Dear Brothers and Sisters!

At the end of this solemn celebration of holy Mass we now pray the Angelus together. This prayer constantly reminds us of the historical beginnings of our salvation. The Archangel Gabriel presents God’s plan of salvation to the Virgin Mary, by which she was to become the Mother of the Redeemer. Mary was fearful, but the angel spoke a word of comfort to her: “Do not be afraid, Mary, for you have found favour with God.” So Mary is able to respond with her great “yes”. This “yes”, by which she accepts to become the handmaid of the Lord, is the trusting “yes” to God’s plan, to our salvation. And she finally addresses her “yes” to us all, whom she received as her children entrusted to her at the foot of the Cross (cf. Jn 19:27).
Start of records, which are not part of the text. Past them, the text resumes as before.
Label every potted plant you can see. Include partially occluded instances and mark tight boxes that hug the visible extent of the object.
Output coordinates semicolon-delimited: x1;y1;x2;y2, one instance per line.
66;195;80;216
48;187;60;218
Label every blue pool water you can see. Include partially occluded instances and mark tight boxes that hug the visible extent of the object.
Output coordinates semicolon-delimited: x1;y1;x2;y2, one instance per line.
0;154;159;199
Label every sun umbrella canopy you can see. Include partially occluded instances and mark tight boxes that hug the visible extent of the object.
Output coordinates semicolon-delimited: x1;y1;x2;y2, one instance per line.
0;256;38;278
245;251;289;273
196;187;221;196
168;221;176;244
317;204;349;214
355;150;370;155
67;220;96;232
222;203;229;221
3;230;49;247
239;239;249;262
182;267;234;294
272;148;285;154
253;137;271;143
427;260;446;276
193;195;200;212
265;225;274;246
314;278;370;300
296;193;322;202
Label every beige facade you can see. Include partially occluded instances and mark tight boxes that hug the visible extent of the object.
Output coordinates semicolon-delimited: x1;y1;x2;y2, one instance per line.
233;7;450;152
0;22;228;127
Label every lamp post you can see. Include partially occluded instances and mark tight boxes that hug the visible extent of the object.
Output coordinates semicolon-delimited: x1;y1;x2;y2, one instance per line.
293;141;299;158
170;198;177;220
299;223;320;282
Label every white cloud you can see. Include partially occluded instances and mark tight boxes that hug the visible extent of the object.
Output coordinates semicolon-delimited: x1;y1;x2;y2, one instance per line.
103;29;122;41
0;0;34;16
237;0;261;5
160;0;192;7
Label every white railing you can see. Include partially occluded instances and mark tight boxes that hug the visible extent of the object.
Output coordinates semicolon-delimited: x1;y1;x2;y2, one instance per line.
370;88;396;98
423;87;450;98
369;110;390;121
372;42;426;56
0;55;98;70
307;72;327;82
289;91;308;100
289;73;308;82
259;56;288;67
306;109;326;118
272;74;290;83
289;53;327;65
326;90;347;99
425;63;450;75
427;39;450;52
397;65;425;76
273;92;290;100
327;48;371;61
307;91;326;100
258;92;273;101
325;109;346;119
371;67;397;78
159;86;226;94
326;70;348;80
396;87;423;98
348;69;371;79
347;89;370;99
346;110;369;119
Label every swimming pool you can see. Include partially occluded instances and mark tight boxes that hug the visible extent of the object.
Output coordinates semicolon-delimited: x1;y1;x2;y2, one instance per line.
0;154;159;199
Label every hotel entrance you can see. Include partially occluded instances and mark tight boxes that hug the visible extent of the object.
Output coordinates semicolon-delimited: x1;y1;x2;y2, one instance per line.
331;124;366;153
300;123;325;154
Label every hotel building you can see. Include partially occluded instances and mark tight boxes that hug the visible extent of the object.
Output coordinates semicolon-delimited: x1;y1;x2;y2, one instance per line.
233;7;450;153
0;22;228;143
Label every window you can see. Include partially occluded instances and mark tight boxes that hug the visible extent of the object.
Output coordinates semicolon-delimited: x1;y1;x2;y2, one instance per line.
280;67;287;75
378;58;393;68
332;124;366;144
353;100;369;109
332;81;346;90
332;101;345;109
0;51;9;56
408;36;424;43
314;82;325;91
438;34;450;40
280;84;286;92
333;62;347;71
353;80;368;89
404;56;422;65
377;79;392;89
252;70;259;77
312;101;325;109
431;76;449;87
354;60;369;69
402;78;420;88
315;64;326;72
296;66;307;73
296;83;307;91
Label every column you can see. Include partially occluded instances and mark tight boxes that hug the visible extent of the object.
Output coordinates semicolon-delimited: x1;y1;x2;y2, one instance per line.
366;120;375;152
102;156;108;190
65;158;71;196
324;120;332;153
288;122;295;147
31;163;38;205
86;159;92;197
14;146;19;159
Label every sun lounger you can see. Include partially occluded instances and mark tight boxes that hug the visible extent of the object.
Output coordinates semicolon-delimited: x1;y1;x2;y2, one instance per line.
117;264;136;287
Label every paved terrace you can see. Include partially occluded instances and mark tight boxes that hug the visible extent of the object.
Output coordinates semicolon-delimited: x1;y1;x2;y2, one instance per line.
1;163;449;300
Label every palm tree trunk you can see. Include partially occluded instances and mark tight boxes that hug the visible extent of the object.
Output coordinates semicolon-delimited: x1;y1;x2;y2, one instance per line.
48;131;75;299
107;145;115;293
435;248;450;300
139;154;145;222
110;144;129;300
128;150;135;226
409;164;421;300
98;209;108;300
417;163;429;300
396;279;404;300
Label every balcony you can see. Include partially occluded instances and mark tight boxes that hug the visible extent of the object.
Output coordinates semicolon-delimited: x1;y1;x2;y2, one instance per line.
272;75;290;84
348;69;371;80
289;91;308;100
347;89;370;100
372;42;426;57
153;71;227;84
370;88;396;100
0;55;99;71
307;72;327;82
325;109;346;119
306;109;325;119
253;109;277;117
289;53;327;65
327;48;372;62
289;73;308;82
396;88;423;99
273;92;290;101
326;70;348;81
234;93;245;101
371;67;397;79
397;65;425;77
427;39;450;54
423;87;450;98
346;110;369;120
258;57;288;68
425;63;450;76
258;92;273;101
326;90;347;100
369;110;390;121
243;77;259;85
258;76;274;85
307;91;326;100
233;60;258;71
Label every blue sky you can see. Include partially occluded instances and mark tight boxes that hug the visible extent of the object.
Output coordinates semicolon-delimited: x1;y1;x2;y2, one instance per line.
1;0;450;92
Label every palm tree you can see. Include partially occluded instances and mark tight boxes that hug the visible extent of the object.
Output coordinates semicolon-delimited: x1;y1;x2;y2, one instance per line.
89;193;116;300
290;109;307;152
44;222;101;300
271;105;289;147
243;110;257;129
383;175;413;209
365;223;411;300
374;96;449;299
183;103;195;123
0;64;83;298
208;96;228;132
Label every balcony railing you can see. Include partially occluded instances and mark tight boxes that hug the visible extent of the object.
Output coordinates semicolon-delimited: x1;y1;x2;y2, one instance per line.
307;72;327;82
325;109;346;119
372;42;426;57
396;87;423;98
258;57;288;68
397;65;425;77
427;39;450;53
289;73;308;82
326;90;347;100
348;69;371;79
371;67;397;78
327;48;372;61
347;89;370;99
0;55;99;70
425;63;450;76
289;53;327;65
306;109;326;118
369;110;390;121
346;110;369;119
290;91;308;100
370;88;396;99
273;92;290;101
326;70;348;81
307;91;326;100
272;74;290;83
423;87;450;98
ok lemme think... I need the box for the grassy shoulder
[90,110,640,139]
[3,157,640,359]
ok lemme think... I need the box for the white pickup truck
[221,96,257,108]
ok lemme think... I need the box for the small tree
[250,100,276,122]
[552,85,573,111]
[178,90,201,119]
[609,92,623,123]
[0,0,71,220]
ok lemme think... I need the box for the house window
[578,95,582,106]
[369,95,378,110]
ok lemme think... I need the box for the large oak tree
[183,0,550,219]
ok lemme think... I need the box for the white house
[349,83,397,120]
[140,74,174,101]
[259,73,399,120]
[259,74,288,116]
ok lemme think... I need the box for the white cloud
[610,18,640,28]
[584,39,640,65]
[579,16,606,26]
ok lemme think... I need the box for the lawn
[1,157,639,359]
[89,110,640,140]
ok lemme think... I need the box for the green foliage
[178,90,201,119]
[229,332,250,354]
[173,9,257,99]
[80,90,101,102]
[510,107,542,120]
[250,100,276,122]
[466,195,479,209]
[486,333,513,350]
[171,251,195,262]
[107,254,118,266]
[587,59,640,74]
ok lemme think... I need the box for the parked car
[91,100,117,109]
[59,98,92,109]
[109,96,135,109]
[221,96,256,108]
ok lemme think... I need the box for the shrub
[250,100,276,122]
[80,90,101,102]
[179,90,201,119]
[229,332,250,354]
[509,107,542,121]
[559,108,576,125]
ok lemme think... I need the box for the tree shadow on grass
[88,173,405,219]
She never withdraws this promise. And so she is called happy, or rather blessed, for believing that what was promised her by the Lord would be fulfilled (cf. Lk 1:45). As we pray theAngelus, we may join Mary in her “yes”, we may adhere trustingly to the beauty of God’s plan and to the providence that he has assigned to us in his grace. Then God’s love will also, as it were, take flesh in our lives, becoming ever more tangible. In all our cares we need have no fear. God is good. At the same time we know that we are sustained by the fellowship of the many believers who are now praying the Angelus with us throughout the world, via radio and television.